Wednesday, November 17, 2010

Of Teenagers and Broken Bones and Autism

I try to limit what I share on my blog these days about Austin. It's not that I don't want to tell about his life or our homeschooling adventure, it's just that he has become very self-conscious about his struggles. I don't want to embarrass him in the interest of sharing our story, but I also started this blog as a way to put out there for others the real ups and downs that we experience. I wanted to be able to share our struggles, not only to show that we have struggles, but also to show that we muddle our way through them.

And this fall has been a struggle for Austin (and then, of course, us) of the sort of magnitude that I can barely begin to describe.

He is still recovering from the ankle injury in September. Who knew that a broken bone would take this long to heal? Last week he got his cast off, and a boot on. Not having any experience in the area of broken bones and casts, I assumed he would get the boot on and walk out of there under his own power. Unfortunately, that didn't happen. He can put weight on the leg for a few minutes at a time, but for the most part, he still has to walk around on crutches. The doctor didn't seem surprised by this (unlike me), and told us that while it was healed, the leg would be sore for a few weeks. We go back after Christmas for another appointment, at which point if Austin's not walking, I will be asking for a referral to physical therapy for him.

Yesterday he did join the girls and me at the pool.
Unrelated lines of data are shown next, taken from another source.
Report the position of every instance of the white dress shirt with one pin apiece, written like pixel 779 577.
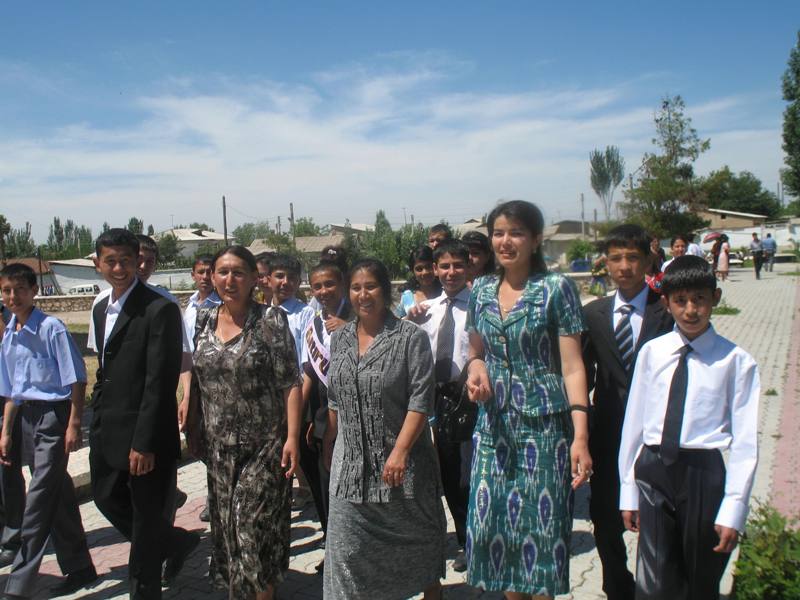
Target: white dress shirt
pixel 721 412
pixel 436 311
pixel 638 304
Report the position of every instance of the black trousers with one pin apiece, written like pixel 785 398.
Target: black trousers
pixel 310 459
pixel 677 508
pixel 608 527
pixel 456 495
pixel 137 508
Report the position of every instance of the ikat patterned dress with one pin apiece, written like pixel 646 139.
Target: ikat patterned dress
pixel 520 510
pixel 241 383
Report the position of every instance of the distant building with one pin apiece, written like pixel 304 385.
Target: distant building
pixel 194 241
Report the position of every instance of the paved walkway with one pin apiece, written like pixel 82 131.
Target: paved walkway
pixel 765 327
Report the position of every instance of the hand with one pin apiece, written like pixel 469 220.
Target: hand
pixel 581 463
pixel 333 323
pixel 418 313
pixel 183 413
pixel 5 450
pixel 290 456
pixel 141 463
pixel 394 471
pixel 310 435
pixel 72 439
pixel 728 538
pixel 478 387
pixel 630 518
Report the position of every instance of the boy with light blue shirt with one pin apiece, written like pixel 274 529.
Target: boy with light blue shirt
pixel 43 381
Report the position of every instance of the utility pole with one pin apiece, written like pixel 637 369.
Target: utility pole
pixel 291 221
pixel 224 221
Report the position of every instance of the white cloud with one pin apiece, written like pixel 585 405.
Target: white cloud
pixel 348 142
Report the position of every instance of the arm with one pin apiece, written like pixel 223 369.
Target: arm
pixel 574 374
pixel 9 414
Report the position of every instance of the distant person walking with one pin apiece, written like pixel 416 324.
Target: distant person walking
pixel 770 247
pixel 757 252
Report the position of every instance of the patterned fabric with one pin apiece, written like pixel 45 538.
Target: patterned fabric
pixel 520 510
pixel 241 384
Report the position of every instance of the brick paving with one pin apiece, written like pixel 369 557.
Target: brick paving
pixel 766 327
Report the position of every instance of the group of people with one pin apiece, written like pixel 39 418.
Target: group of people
pixel 476 388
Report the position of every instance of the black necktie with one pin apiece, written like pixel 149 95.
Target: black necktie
pixel 673 420
pixel 444 345
pixel 624 336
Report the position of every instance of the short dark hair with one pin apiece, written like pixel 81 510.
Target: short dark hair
pixel 441 228
pixel 627 235
pixel 680 236
pixel 455 248
pixel 381 274
pixel 284 262
pixel 688 272
pixel 147 243
pixel 116 236
pixel 239 252
pixel 531 218
pixel 19 272
pixel 202 259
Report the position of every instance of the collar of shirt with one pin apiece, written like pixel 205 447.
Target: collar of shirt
pixel 116 305
pixel 638 302
pixel 32 324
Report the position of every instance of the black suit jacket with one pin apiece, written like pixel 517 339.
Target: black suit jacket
pixel 605 372
pixel 134 400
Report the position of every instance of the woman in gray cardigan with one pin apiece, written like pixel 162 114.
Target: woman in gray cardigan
pixel 386 525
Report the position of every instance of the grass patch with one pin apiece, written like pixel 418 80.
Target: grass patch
pixel 723 308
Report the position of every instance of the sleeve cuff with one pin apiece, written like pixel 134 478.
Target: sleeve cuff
pixel 629 497
pixel 732 513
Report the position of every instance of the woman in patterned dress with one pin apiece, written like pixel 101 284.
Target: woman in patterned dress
pixel 528 455
pixel 246 379
pixel 386 523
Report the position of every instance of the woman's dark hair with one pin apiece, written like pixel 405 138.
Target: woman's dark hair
pixel 239 252
pixel 531 218
pixel 379 271
pixel 688 273
pixel 326 265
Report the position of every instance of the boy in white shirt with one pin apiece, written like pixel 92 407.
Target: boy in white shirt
pixel 693 395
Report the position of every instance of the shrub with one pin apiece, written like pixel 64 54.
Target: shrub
pixel 768 567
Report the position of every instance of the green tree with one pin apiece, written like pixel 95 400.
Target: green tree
pixel 607 170
pixel 744 192
pixel 790 176
pixel 667 191
pixel 305 226
pixel 246 233
pixel 135 225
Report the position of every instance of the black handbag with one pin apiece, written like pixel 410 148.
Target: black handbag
pixel 456 414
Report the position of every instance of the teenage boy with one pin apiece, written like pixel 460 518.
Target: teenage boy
pixel 43 381
pixel 694 394
pixel 617 327
pixel 284 280
pixel 134 432
pixel 444 320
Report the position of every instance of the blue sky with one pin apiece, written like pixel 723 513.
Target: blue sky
pixel 156 109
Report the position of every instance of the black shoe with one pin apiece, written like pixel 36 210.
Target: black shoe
pixel 460 562
pixel 180 498
pixel 74 581
pixel 174 564
pixel 7 557
pixel 205 517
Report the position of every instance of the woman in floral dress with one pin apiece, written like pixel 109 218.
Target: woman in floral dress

It wasn't easy to get him in and out of the water, but we managed. And he swam some laps with me. I made sure he took it easy, since he hasn't had any physical activity in nearly 2 months. I lost count while trying to do my own laps, but I think he did at least 5-6 laps of his own before he got out. We go to the pool just about every week, so he'll be able to continue the water exercise. I hope that will help to loosen up his foot and make it easier on him.

One bright note: he is able to play drums with the boot on.

To add to the complete wreck that has been fall at the BPA, Austin also came off his seizure medication. He started weaning off the meds in July, and took his last dose on the day of his ankle surgery. We had noticed some side effects of with each drop down in dosage (coinciding with the beginning of each new month). I did some research and learned that this medication is also used as a mood stabilizer for bipolar disorder. Then the complete weaning, coupled with the drastic change of a broken ankle/cast/losing his baseball season/losing the ability to self-regulate through pacing, has really been the hardest thing that we've had to experience in the last few years. I'm praying that, when all this is over, he will slowly return to normal. However, I have already decided that once he is able to walk and run again, if his mental state does not seem to be clearing out... we will need to seek outside intervention. I'm not sure what that will look like, but we'll start with the developmental pediatrician for recommendations. He simply can't spend the rest of his life feeling this way and having the sorts of thoughts he has been having.

We've been having lots of discussions about how many of this thoughts and feelings are those that most kids his age are having: being embarrassed about your family, being afraid you're going to say the wrong thing, feeling like you don't fit in. Austin has also been wondering about autism - and if he really has it or not. He said he doesn't feel like he fits in with other high functioning autistic/aspie kids any better than he fits in with NT kids. I can't imagine how that must feel... it reminds me of a quote from the "Rudolph the Red-Nosed Reindeer" movie: "Even among misfits, you're misfits."

Tomorrow is his half-birthday. We try to make those special by letting the half-birthday person choose fast food for lunch. Austin's still deciding - since I let him know that Longhorn Steakhouse is not my definition of fast food! ;) I pray for our family, and especially for Austin, that this second half of his fifteenth year of life will be filled with much more joy and peace than the first half has been.


Kellie said...

Thank you for sharing. With an eleven year old boy on the spectrum, I so appreciate reading about other's experiences who are a little further down this path than us. I'll be praying for you all -- it's been a tough few months for you all.

s'me said...

Hey, I've just started my Masters in SEBD (Social, Emotional and Behavioural Difficulties) and there are several children that are known to have been diagnosed with ASC when they had more of an SEBD need, mainly because SEBD isn't as well known as ASC became known. If that makes sense. It might be worth looking into though, as there are lots of ideas to help him along the SEBD route.